Image credit: I Can Has Cheezburger
I won't have much time to write today, but I was intrigued by this quotation from UC Berkeley Prof. Emmanuel Saez on how income disparities have shrunk historically:
The top percentile share declined during WWI, recovered during the 1920s boom, and declined again during the great depression and WWII. This very specific timing, together with the fact that very high incomes account for a disproportionate share of the total decline in inequality, strongly suggests that the shocks incurred by capital owners during 1914 to 1945 (depression and wars) played a key role.1 Indeed, from 1913 and up to the 1970s, very top incomes were mostly composed of capital income (mostly dividend income) and to a smaller extent business income, the wage income share being very modest. Therefore, the large decline of top incomes observed during the 1914-1960 period is predominantly a capital income phenomenon.
Summary: Striking It Richer: The Evolution Of Top Incomes In The United States
"Capital income" is income from investments and the like, as opposed to wages and salaries. They're the sort of income that tend to be earned by the rich.
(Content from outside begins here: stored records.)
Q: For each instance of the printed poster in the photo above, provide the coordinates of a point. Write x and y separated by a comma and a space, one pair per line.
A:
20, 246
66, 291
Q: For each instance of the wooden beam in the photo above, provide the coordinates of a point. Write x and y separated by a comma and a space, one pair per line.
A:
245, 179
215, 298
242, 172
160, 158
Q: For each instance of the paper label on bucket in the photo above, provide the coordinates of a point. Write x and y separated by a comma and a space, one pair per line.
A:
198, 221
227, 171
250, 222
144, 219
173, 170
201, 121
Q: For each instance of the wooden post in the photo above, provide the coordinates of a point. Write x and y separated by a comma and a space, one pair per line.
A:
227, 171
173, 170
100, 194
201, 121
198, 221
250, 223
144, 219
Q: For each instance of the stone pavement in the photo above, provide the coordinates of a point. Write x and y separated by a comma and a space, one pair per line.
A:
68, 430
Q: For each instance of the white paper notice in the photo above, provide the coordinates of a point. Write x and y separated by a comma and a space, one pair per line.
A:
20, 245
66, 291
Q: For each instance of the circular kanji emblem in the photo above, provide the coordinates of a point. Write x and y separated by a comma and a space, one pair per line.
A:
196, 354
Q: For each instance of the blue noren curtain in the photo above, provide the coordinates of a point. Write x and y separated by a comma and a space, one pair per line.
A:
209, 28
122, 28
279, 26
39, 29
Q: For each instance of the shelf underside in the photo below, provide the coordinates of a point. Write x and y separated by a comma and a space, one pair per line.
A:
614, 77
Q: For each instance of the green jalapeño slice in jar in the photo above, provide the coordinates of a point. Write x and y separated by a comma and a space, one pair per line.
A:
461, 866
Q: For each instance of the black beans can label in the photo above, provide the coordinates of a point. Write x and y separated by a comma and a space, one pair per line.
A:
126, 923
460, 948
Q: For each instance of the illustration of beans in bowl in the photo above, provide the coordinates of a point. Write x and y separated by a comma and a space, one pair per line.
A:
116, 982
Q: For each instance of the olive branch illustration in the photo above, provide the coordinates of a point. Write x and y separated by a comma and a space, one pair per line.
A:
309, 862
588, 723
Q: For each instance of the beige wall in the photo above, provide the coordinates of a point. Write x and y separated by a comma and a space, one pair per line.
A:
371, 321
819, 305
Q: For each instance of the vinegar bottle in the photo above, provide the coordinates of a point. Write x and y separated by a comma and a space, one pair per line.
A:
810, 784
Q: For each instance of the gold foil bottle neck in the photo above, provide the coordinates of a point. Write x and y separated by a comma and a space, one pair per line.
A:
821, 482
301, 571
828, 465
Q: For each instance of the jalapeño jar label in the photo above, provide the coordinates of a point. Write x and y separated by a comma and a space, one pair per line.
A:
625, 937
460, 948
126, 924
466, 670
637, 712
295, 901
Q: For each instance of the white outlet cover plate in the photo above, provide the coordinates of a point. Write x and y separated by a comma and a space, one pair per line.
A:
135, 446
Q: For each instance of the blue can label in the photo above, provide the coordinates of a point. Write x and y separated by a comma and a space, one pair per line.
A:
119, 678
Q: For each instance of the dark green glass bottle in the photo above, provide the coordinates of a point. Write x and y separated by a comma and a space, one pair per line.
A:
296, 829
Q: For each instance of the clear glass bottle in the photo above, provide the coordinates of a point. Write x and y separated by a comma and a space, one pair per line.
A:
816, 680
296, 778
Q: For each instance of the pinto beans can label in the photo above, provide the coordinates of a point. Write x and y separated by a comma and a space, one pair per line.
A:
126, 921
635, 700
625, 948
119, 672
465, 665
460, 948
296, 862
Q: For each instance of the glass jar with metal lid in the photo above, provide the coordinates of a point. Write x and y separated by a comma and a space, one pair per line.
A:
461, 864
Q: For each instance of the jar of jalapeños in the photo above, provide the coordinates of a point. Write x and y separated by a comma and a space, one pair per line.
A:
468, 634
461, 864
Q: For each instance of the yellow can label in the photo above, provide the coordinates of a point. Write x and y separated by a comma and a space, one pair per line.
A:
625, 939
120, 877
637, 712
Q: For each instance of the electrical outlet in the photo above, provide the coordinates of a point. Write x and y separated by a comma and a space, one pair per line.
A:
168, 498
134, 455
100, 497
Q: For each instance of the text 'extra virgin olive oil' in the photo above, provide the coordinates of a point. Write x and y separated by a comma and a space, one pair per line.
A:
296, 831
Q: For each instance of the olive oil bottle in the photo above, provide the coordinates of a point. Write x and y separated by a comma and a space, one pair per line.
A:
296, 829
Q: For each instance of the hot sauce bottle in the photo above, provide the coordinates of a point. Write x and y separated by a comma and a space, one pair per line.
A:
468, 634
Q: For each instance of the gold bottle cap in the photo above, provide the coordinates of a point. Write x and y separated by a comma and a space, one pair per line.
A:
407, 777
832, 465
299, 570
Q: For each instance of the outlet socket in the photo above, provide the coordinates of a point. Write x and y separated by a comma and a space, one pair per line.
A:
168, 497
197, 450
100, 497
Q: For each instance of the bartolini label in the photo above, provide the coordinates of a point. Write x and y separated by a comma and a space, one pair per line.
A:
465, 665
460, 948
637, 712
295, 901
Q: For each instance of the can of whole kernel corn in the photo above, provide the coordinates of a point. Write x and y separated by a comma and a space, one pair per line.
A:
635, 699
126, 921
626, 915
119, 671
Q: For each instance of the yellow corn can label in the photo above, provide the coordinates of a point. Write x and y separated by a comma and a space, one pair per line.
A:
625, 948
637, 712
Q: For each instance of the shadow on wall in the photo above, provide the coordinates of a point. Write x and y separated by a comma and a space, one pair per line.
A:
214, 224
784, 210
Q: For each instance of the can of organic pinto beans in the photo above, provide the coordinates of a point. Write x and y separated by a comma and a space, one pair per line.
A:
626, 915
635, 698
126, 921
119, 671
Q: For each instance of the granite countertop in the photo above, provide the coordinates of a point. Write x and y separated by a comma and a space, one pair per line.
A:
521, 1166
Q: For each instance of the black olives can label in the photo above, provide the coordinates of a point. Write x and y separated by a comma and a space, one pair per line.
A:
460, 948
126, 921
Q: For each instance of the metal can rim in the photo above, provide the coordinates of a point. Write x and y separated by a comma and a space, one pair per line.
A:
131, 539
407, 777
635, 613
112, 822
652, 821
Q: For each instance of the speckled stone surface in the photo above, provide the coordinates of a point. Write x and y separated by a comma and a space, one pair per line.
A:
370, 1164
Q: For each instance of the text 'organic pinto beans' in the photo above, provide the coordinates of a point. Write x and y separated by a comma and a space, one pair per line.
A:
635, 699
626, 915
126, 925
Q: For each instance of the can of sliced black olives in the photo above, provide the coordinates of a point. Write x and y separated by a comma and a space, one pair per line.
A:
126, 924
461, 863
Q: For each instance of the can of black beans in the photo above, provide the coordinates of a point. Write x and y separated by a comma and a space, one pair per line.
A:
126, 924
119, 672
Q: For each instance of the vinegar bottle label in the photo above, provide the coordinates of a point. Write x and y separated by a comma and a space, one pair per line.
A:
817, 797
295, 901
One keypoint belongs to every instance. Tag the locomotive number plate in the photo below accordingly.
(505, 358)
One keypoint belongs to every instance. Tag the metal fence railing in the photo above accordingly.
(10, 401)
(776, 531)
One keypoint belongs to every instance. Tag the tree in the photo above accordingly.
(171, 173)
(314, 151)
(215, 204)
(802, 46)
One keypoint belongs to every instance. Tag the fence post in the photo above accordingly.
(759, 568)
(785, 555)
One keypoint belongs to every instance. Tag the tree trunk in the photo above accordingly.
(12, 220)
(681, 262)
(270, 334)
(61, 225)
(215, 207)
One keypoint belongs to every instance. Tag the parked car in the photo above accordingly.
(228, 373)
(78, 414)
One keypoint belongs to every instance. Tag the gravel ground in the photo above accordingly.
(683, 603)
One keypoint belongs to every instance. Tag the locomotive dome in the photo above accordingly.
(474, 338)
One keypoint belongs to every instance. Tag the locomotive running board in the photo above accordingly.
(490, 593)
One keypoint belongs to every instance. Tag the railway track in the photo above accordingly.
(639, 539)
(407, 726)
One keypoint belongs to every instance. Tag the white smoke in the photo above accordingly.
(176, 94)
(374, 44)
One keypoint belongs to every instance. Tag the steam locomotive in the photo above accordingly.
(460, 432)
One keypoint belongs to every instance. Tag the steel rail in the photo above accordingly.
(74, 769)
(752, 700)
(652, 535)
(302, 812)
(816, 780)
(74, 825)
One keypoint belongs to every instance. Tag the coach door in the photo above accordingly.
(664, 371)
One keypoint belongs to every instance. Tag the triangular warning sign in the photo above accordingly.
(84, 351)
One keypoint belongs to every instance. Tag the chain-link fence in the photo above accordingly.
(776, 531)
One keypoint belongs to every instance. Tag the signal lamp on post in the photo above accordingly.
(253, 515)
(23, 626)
I haven't seen anyone else make mention of this, and it's a rather ominous point.
The problem is, that didn't happen this time. What happened was that the government poured something like $15 trillion into the banking system in a way that protected rich people, and didn't provide much capital. The adjustment you'd expect to have been made in this downturn, rich people earning less, didn't happen.
So, not only do we get to look forward to slow growth and few new jobs, but the people who caused this meltdown are doing as well as ever. All the crap we've gone and will go through, in other words, hasn't done any good at all.